Elle ne me reproche rien, elle n’en veut pas à sa sœur. Je ne reproche rien à sa sœur. C’est notre rythme, notre vie, je lui explique comme je peux, elle est vive. Mais l’une comme l’autre sont accrochées à moi comme un chat à sa pâté, comme un vieux politicard à son mandat, comme mes rides à mon visage. Si l’une monte sur mes genoux, l’autre réclame la même chose. Et je ne peux pas avoir les deux enfants en même temps sur mes genoux, car elles se battent pour avoir les deux genoux, voyez-vous. Cette histoire de rendez-vous médicaux à foison me fait le même effet, je ne peux pas accorder mes genoux à tout le monde en même temps. Est-ce que cela aura un effet dans le temps ? À leur adolescence ? Comment gérer les différences d’autonomie qui deviennent de plus en plus flagrantes avec le temps ? (Accessoirement, est-ce que moi aussi je pourrai avoir des genoux sur lesquels m’assoir pour me consoler de tout cela ?). Je ne veux pas que le handicap de l’une devienne un poids, une tare, une honte ou une gêne pour l’autre, cela ne devrait pas être la question. Oui je suis parfois moins disponible pour l’une que pour l’autre, mais j’essaie de compenser en offrant d’autres moments de complicité qui nous appartiennent.
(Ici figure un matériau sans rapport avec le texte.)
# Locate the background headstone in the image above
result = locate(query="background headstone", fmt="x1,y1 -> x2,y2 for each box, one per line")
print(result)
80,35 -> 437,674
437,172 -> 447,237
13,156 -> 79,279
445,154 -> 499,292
La pédagogie, les explications, l’amour, est-ce que cela suffira ?
La pédagogie, les explications, l’amour, est-ce que cela suffira ? Est-ce que cette « inégalité » (qui n’en est pas une, il s’agit surtout d’une forme d’équité) sera comprise par ma petite fille ? Mon aînée ne bénéficie pas du privilège de passer plus de temps avec moi, elle se passerait facilement de tous ses rendez-vous, de se faire examiner par plein de spécialistes, de connaître les termes « tensiomètre » et « stéthoscope » assez bien pour les épeler correctement.
Je dois essayer de capter les bons moments, de faire preuve d’une empathie multiple, d’être là pour les deux en même temps. De saisir l’instant présent et de le capturer pour le garder comme un petit trésor. De mettre de la joie là où je le peux et tout le temps de l’amour. Je ne sais pas si l’amour est suffisant mais il fait beaucoup.